The Search for Signs of Intelligent Life in the Universe


by Jane Wagner

The Daily Post – review by Catherine Whitnall

When it comes to portraying roughly a dozen different characters in Jane Wagner’s The Search for Signs of Intelligent Life in the Universe, Marie Dame is nothing short of brilliant.

If you’re looking for signs, she’s certainly one of the brightest.

Wagner has earned numerous prestigious awards for her prescient cultural commentaries but it’s talented, skilled actresses like Dame who breathe life into those works. Without such style, panache and extensive intestinal fortitude, Search for Signs – would simply ramble on like a verbal diatribe. It would certainly be filled with sound and fury but, Shakespeare put it, signify nothing.

Dame is a tour de force which tears through this one-woman show devouring the script with an insatiable appetite as Trudy, a combination New York City bag lady and sage narrator of humanity.

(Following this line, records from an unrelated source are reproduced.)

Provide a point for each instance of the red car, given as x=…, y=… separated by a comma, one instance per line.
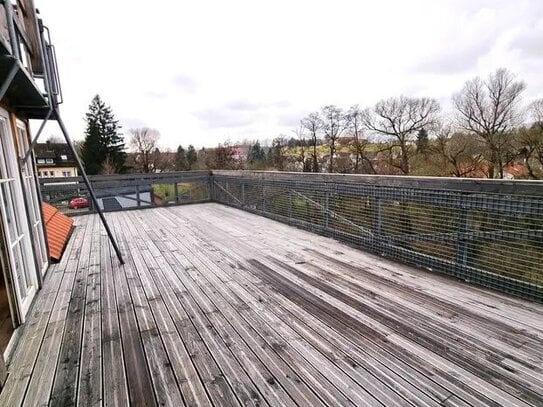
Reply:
x=77, y=203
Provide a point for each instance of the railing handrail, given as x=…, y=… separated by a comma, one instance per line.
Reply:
x=483, y=185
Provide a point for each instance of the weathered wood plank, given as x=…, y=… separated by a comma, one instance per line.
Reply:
x=164, y=383
x=115, y=386
x=211, y=221
x=140, y=388
x=216, y=306
x=65, y=388
x=40, y=386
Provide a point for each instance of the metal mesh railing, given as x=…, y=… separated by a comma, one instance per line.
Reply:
x=124, y=192
x=486, y=232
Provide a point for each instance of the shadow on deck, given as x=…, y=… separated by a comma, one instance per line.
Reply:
x=216, y=306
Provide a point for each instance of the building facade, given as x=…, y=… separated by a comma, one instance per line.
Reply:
x=23, y=249
x=55, y=160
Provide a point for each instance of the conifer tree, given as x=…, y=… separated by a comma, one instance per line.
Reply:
x=191, y=157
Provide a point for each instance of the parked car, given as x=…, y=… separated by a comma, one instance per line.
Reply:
x=77, y=203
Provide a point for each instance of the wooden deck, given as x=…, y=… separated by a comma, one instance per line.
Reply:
x=216, y=306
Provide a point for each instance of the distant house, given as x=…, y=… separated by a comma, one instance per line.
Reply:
x=55, y=160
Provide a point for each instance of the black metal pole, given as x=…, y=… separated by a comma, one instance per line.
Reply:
x=13, y=40
x=89, y=186
x=9, y=79
x=35, y=140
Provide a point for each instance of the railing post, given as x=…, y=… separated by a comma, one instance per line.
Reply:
x=210, y=188
x=377, y=220
x=290, y=203
x=326, y=210
x=138, y=198
x=462, y=246
x=263, y=198
x=176, y=192
x=13, y=38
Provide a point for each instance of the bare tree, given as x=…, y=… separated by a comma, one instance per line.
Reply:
x=334, y=125
x=313, y=124
x=530, y=140
x=143, y=141
x=358, y=145
x=278, y=152
x=489, y=109
x=400, y=119
x=535, y=111
x=458, y=154
x=300, y=136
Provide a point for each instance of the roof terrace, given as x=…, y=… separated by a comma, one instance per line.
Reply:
x=216, y=305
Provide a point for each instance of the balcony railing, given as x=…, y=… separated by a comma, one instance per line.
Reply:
x=487, y=232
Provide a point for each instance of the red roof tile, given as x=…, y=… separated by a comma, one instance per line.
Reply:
x=58, y=227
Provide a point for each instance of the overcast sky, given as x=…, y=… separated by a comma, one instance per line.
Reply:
x=203, y=71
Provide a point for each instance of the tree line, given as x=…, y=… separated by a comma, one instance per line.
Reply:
x=488, y=133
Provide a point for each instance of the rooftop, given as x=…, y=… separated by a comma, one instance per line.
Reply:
x=218, y=306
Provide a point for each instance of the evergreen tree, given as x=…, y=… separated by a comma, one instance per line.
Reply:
x=103, y=142
x=422, y=141
x=180, y=159
x=192, y=157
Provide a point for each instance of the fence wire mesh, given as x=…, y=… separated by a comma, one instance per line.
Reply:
x=124, y=192
x=490, y=238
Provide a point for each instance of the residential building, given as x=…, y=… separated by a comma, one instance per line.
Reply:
x=23, y=255
x=55, y=160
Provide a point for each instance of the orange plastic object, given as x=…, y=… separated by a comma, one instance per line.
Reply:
x=59, y=228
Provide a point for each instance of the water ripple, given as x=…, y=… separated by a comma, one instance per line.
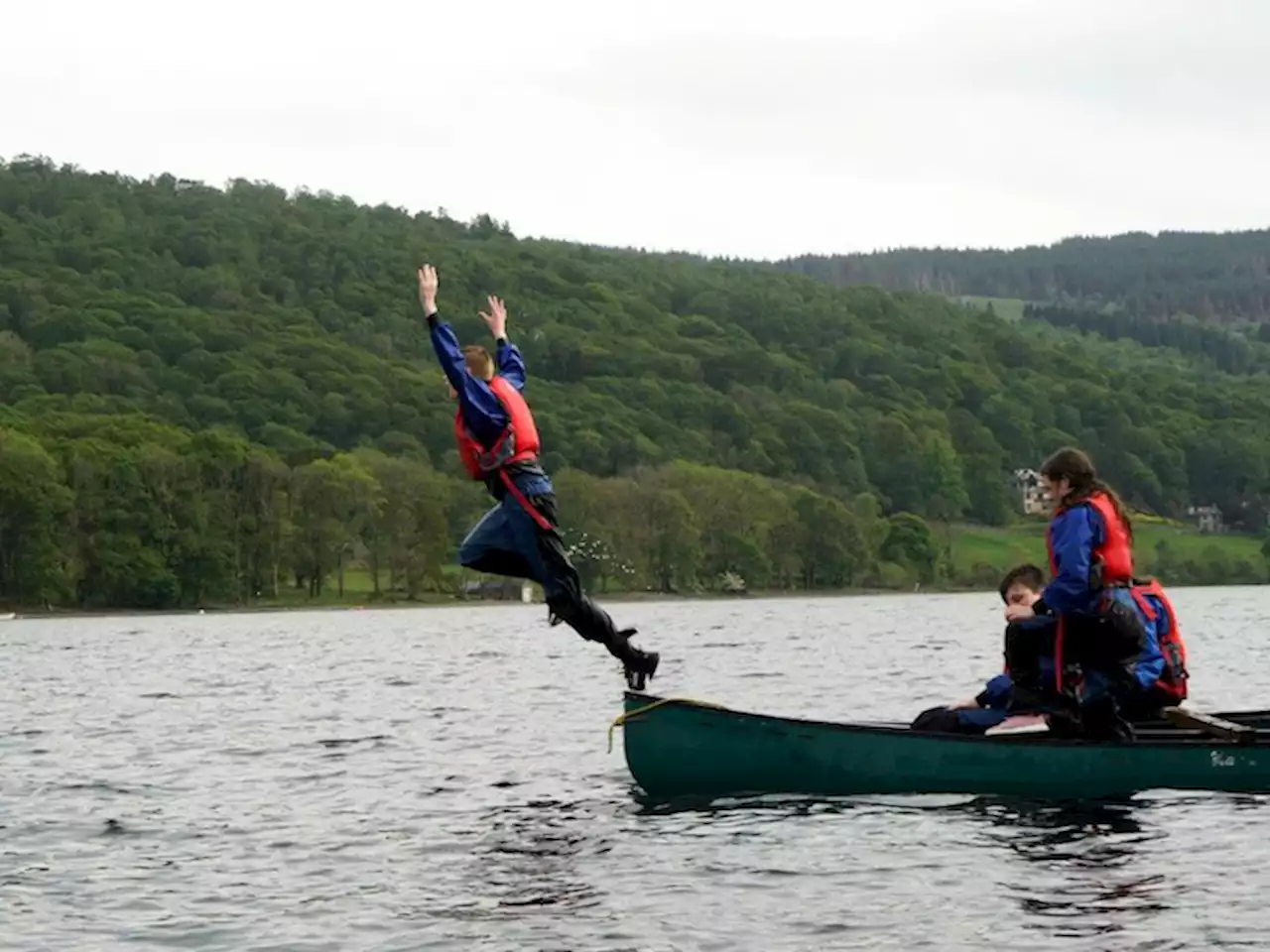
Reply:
x=395, y=780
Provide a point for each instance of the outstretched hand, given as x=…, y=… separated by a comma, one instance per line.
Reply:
x=429, y=289
x=497, y=317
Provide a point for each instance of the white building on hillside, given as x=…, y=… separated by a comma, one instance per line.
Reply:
x=1032, y=494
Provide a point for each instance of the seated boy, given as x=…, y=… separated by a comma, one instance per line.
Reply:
x=1028, y=684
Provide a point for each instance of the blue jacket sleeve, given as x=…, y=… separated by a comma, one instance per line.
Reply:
x=511, y=365
x=481, y=411
x=1075, y=534
x=996, y=692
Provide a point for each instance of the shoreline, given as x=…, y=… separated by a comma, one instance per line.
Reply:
x=454, y=602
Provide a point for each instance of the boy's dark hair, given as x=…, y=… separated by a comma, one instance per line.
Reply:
x=1028, y=575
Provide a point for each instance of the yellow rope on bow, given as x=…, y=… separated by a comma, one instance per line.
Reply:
x=626, y=715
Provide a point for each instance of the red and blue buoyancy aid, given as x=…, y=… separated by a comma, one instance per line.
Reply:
x=517, y=443
x=1112, y=558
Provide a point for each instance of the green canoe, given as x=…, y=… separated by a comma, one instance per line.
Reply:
x=683, y=748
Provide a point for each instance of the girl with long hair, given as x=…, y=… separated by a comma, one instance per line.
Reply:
x=1120, y=631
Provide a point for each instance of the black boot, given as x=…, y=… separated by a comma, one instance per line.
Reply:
x=593, y=624
x=639, y=665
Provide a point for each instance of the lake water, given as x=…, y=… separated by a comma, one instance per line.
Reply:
x=439, y=778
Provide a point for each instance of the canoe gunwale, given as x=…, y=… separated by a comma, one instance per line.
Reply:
x=1156, y=733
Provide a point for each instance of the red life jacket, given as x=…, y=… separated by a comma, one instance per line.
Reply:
x=518, y=442
x=1115, y=553
x=1114, y=557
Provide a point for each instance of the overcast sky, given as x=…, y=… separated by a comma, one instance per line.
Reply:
x=751, y=131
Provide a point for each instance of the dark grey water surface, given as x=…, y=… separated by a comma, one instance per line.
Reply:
x=439, y=778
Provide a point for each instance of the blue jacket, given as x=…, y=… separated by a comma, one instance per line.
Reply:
x=996, y=692
x=1074, y=535
x=481, y=412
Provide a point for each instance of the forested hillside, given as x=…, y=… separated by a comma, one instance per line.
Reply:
x=1222, y=277
x=208, y=394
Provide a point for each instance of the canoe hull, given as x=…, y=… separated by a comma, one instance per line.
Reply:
x=680, y=749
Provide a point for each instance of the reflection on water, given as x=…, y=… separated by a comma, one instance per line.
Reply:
x=388, y=780
x=1083, y=869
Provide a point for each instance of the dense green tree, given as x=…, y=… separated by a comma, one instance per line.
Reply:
x=220, y=395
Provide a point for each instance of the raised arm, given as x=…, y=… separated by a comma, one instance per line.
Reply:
x=481, y=411
x=507, y=356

An acute observer of the world with a knack for finding common sense and human values in the absurdities of modern life, Trudy takes the audience through a whirlwind tour of life on Planet Earth.

It all begins at the corner of Walk and Don’t Walk, sometime ‘around’ lunch and it’s not long before Trudy locks into your consciousness.

With the whole of the production resting solely on her shoulders, Dame flows eloquently from one character to another. Being Trudy is an exhausting, physically demanding role, yet Dame makes it appear effortless. A tweak of a facial expression here or a slightly skewed hand gesture there and suddenly Dame is a drug-addicted body builder, a snobbish society woman and – fade in, fade out – a duo of sage street hookers. The static builds again and we see Dame seamlessly transform into a teenager filled with angst and confusion and then, a gaggle of ’70s feminists, all of
whom simply want their perceptual commentary on life to be heard. And appreciated.

Dame has total control over the characters she portrays on stage. Her mastery of voice control and precision timing is fine tuned to the point where they are knife edge crisp and flawless.

It’s fortunate too, as there is little choice.

The whole piece – like the Earth and its sun – revolves around her ability to not only speed through the witty, intense and, at times, hard-hitting dialogue, but to do it all alone. She shares the stage with only a handful of props and some exquisitely placed lighting cues courtesy of lighting/sound design director Brendan Gilhuly.

Kudos especially to director James Barrett for being able to capitalize on Dame’s eloquent ability to flow through the light-speed fast-moving production without losing pacing or focus. He’s managed to give Dame enough leeway to pay justice to the script and characters, while preventing her from veering dangerously out of control.

The result is near perfect.

While the audience nears exhaustion watching the first half of Dame’s break-neck performance, her energy never seems to wane.

One has to wonder where she hides the batteries.